1. Mr Chiu asks us to “use more verbs”. As a verb is an indispensable part of most English sentences. How can we use more verbs? My guess is that Mr Chiu was advising students to use more “strong” verbs and use less “weak” verbs, use more active voice and use less passive voice, use more simple sentences and less complex sentences with participle phrases and qualifying phrases stuffed here and there. If we look at the first sentence rewritten by Mr Chiu, it is at best a sentence less complicate than the original one with loose phases removed, but I could not see that more “verbs” were used.
2. I don’t understand why Mr Chiu chose to use a sentences full of difficult words (at least to me) to illustrate a point on English style. This may reflect the high English standard of LaSallians but the newspaper’s readers are mostly primary students. Is this really the way they teach at La Salle?

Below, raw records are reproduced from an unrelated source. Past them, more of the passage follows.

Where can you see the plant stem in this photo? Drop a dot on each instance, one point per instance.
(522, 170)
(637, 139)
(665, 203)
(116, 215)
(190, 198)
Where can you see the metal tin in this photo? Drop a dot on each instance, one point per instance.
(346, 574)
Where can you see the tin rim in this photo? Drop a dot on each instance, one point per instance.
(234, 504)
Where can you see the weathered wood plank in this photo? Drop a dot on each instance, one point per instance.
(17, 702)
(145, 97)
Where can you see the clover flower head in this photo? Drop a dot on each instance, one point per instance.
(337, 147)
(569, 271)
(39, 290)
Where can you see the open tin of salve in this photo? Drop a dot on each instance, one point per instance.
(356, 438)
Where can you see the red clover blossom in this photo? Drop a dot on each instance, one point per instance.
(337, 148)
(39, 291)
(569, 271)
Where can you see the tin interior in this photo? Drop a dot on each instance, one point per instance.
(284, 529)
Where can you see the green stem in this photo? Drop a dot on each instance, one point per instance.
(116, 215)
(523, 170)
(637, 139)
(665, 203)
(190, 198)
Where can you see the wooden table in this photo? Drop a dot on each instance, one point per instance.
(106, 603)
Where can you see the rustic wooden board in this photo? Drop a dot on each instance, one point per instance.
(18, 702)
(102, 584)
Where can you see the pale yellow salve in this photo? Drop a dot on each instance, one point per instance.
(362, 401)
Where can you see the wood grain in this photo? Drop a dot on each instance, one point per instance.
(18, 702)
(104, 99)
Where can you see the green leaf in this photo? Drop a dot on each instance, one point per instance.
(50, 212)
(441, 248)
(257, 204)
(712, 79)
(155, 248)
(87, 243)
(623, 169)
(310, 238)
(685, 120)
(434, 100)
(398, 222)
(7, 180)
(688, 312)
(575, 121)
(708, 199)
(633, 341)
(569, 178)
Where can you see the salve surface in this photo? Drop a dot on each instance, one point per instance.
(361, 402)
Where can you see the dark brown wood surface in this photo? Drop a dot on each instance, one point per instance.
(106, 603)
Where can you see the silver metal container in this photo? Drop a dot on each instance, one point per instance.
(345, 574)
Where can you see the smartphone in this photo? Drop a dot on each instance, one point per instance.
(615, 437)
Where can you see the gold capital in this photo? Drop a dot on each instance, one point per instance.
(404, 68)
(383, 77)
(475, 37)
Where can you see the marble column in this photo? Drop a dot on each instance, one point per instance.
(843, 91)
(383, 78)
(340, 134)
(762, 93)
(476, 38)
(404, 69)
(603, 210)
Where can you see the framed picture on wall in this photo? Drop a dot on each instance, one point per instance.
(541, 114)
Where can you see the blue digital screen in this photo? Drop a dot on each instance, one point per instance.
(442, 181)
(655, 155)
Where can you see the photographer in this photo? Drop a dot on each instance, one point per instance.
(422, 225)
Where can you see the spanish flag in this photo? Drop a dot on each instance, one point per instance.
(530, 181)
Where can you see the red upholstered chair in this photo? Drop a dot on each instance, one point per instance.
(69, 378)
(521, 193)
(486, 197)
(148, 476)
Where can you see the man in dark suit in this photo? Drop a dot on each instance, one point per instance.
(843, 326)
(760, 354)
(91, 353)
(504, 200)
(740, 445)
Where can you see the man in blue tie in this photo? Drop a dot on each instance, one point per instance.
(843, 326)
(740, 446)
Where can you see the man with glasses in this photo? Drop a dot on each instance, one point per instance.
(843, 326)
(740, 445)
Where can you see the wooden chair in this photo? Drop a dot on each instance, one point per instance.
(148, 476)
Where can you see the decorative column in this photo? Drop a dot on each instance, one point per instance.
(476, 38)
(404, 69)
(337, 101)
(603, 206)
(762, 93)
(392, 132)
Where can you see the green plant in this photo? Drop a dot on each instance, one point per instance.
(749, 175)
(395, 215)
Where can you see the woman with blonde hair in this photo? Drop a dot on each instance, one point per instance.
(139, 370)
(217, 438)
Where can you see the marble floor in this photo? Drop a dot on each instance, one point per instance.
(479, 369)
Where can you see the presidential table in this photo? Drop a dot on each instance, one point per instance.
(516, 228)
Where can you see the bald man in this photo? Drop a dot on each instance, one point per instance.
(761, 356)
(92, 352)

3. The second sentence rewritten by Mr Chiu is absolutely ridiculous, but even this hopeless definition of inflation still failed miserably in illustrating Mr Chiu’s point of “using more verbs”
The course Mr Chiu is running for SPACE is on how to gain admission to famous schools like the one he holds the highly-esteemed office as a vice-principal. With the knowledge from his office and his experience, he should be able to teach us one thing or two. We must count ourselves lucky that he is not running a course on how to write better English. We can also have more comfort in knowing that 喜樂少年 is mainly for primary students. Most of them wouldn’t understand what Mr Chiu wrote; therefore no harm done.
After reading Mr Chiu’s article, I started to have some respect for the poor guy in the story 濫竽充數. At least, he had the decency of getting packed and leaving quietly. I feel sorry for all the LaSallians.
One final advice to kids, they should listen more to 楊鐵樑 or 古德明(with political elements removed if you don’t like them) instead of Mr Chiu.